Monday, June 11, 2012

The Road

Cormac McCarthy's The Road is a tough read. It takes away all the action, oddity, and adventure that most post-apocalyptic novels deliver, and leaves in just the bleakness. And yet, it's really about more than that; it's about how, when everything else is gone, what you have left is your love for people, and how that alone is enough to live for.

It's the story of a father and his son, trying to survive in the ashes of our civilization. Something happened, and civilization ended, and most people just died. Most of the survivors have joined murderous gangs or insane cults. The father and his son are just traveling through the remains of our civilization. They are, they remind themselves, "The Good Guys", who "carry the flame". They struggle to find food and shelter, day after day. The son was born after the end of civilization; he has only ever known this world, and has spent his entire life only in the company of his parents. Through this hopeless, dangerous, terrible world, they keep each other going, and each is the reason the other keeps going.

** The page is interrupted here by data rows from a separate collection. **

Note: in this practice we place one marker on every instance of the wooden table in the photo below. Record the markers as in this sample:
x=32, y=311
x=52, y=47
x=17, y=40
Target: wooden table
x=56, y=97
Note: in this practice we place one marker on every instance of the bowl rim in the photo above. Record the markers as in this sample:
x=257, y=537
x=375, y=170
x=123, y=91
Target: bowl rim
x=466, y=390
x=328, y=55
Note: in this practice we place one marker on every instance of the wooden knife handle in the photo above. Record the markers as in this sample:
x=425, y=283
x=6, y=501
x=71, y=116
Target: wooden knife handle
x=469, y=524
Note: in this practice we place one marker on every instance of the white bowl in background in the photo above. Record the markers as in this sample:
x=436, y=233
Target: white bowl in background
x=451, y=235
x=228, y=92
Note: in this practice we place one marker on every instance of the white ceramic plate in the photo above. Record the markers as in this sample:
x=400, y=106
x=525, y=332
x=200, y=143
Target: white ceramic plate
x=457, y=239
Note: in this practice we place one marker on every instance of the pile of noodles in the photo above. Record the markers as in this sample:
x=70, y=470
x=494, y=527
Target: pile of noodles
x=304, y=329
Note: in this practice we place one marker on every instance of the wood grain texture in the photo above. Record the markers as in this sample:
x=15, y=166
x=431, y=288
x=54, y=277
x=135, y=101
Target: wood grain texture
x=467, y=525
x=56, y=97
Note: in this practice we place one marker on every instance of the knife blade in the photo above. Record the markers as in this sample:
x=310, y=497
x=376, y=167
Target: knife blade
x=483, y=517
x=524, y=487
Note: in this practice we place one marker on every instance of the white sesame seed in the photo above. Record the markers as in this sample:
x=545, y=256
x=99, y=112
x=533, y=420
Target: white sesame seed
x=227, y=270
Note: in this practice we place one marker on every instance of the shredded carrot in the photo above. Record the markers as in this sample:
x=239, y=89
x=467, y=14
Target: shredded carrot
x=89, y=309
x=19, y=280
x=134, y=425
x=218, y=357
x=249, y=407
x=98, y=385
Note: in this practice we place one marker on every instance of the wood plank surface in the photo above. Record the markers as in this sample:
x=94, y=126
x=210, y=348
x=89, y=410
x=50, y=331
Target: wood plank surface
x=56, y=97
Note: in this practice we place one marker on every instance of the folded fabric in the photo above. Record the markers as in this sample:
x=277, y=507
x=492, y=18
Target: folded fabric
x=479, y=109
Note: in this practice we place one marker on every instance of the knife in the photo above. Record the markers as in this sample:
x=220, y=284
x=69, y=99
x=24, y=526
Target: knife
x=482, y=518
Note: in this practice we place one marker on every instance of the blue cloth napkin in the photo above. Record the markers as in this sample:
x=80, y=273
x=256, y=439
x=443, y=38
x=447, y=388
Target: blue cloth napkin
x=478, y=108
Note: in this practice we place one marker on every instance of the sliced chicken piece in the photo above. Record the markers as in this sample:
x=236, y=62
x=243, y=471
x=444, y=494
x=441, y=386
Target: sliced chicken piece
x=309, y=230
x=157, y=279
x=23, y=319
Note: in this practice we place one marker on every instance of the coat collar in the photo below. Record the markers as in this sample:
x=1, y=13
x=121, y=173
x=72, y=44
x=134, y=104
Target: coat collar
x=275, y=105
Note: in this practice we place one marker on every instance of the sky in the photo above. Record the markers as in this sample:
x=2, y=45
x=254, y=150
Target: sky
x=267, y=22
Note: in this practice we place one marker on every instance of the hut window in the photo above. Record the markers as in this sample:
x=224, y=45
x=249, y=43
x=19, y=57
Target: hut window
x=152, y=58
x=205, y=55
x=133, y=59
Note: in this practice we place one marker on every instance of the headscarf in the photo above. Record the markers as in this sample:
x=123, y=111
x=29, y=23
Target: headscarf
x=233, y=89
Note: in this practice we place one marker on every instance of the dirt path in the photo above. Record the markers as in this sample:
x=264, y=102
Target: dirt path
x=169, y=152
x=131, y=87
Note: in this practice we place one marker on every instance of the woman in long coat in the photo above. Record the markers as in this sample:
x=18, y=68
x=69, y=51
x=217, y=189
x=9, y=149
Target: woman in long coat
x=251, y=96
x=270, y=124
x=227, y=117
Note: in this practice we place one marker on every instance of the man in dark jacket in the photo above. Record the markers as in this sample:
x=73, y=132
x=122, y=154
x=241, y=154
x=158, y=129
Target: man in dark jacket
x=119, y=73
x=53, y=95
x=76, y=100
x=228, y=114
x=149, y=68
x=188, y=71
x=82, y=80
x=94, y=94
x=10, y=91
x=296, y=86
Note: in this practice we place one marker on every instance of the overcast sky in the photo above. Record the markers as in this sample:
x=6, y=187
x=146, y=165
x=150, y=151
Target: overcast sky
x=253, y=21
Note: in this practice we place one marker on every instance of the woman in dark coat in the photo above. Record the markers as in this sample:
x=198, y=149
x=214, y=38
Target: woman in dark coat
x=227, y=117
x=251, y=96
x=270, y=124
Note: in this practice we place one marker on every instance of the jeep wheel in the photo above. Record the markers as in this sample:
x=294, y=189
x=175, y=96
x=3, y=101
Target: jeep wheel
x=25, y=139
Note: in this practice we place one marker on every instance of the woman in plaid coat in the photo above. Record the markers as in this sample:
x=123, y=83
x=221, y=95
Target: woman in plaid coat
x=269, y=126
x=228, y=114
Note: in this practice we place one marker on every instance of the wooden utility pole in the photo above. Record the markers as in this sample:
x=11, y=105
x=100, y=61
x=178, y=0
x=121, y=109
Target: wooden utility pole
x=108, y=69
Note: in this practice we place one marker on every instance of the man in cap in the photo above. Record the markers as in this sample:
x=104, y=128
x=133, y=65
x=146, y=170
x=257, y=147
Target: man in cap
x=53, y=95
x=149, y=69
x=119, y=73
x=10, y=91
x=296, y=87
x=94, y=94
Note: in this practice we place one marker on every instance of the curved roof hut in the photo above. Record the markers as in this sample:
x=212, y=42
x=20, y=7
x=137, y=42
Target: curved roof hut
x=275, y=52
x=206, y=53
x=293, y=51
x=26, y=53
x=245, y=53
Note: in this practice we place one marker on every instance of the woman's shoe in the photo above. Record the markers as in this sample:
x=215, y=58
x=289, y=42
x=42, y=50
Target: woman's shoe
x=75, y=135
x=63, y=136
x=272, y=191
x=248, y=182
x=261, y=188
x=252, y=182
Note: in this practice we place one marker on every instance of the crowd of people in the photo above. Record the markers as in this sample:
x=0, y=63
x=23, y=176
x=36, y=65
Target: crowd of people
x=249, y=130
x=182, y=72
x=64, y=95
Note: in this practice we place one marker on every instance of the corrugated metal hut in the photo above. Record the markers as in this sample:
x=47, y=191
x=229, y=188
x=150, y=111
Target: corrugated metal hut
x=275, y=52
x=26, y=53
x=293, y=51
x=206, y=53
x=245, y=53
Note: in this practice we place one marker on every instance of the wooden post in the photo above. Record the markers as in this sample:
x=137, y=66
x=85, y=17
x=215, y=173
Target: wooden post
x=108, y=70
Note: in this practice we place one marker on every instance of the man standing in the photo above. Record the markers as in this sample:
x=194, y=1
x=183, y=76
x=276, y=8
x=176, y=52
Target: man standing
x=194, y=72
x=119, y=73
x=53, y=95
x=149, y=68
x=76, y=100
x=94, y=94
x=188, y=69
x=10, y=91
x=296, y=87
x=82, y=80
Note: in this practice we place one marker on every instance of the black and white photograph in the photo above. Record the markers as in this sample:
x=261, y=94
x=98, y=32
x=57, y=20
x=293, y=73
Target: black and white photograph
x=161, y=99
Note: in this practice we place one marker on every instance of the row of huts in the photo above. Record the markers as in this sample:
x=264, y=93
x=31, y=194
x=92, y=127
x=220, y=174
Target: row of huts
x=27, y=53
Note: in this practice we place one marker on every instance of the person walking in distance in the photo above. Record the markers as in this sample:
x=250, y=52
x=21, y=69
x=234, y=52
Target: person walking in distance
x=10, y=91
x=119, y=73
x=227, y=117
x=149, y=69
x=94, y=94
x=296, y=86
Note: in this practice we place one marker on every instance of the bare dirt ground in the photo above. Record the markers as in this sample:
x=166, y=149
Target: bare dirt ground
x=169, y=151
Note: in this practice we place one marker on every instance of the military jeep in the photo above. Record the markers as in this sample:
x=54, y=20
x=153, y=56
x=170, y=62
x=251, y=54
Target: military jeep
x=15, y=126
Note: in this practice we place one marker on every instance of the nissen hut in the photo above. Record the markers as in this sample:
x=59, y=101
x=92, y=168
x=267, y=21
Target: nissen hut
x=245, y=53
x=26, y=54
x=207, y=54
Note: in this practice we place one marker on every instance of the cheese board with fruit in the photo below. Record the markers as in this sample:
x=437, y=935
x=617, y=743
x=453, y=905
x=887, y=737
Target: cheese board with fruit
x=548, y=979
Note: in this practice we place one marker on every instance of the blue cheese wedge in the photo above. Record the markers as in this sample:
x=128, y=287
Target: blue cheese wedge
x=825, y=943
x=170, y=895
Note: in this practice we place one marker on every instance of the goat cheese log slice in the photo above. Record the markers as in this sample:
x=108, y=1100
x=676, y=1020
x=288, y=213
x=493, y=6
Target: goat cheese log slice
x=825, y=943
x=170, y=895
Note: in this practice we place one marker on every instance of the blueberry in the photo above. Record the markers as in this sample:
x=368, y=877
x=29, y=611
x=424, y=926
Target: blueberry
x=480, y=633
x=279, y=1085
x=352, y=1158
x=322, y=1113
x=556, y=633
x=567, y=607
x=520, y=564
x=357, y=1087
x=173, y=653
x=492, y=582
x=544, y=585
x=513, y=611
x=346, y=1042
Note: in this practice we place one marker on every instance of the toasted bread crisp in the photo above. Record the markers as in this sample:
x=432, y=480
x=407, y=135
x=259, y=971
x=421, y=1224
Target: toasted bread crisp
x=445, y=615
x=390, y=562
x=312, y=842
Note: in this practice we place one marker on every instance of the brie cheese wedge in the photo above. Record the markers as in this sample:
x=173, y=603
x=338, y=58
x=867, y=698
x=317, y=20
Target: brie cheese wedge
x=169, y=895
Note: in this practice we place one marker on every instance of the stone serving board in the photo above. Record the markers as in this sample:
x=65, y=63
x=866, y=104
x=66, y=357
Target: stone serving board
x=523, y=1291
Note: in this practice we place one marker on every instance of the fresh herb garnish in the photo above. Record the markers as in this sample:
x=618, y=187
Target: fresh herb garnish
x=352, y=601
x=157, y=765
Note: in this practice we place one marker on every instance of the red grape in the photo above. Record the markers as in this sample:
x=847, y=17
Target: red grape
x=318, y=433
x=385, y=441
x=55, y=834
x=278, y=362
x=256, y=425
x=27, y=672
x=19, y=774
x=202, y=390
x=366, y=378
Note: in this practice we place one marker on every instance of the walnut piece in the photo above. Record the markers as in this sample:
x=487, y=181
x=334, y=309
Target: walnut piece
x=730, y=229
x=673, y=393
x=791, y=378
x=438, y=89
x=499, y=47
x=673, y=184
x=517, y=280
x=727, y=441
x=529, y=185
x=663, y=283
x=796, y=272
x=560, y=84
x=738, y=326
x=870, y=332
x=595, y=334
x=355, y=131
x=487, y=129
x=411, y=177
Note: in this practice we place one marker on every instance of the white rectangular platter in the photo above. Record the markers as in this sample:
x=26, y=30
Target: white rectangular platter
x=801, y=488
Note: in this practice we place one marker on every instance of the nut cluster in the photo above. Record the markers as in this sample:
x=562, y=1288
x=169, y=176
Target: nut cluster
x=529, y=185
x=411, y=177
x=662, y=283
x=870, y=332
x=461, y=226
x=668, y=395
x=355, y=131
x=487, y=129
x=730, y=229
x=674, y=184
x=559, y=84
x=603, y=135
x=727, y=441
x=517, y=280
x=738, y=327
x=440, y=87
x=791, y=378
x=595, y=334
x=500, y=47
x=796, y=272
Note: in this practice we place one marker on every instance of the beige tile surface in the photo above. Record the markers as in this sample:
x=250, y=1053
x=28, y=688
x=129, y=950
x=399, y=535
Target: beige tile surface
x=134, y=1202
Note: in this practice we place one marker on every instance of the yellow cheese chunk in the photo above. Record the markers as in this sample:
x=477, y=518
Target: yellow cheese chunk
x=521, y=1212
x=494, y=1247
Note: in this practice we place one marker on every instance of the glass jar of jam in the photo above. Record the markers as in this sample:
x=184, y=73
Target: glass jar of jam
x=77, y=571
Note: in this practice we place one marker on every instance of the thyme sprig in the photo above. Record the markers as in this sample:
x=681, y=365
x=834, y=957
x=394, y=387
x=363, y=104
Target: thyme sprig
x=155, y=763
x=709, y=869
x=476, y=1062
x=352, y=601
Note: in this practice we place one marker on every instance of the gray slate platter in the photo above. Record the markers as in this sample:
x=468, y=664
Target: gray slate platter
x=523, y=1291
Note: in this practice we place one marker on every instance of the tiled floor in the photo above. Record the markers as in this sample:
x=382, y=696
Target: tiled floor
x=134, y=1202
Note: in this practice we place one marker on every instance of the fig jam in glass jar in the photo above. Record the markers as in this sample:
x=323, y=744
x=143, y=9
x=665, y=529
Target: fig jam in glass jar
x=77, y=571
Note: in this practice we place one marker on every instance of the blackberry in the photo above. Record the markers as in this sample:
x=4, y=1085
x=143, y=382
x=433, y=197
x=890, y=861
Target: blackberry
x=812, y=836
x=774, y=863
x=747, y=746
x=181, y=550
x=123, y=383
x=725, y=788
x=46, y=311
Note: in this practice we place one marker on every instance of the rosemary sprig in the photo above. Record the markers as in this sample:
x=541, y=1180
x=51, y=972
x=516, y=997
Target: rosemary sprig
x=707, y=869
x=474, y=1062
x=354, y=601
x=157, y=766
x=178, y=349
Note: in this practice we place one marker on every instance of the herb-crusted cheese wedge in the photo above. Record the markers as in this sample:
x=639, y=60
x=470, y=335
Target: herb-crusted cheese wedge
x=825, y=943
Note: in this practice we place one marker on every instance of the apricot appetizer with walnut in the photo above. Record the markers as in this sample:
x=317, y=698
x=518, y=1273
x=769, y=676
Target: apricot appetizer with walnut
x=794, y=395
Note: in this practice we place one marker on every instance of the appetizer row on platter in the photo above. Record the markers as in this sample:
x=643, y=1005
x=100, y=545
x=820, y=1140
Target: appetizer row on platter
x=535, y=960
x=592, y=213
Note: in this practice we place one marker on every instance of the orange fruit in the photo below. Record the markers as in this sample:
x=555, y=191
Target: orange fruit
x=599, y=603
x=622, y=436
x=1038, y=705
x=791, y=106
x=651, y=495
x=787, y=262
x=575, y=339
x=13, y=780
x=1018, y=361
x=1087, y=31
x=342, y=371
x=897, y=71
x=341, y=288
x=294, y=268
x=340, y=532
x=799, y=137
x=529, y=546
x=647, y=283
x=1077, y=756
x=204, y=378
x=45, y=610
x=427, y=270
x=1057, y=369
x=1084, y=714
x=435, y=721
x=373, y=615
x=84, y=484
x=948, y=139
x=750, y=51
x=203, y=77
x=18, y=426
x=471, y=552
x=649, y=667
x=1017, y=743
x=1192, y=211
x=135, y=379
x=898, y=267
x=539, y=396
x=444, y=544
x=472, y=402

I found this novel hard to put down. I read most of it today, and I don't often read most of a novel in a day. I've got a presentation to prepare for (the first presentation I'll be giving on my PhD topic), and I should have been spending my evening doing that, but instead I just read. It's a novel I've heard about often, and have been warned about the overwhelming bleakness of it, and how depressing it is to read, but that's not what I got from this book. To me, it was more about the bonds of family, and the love of a parent for their children. It's a harrowing, but it reminds you of what is important in life.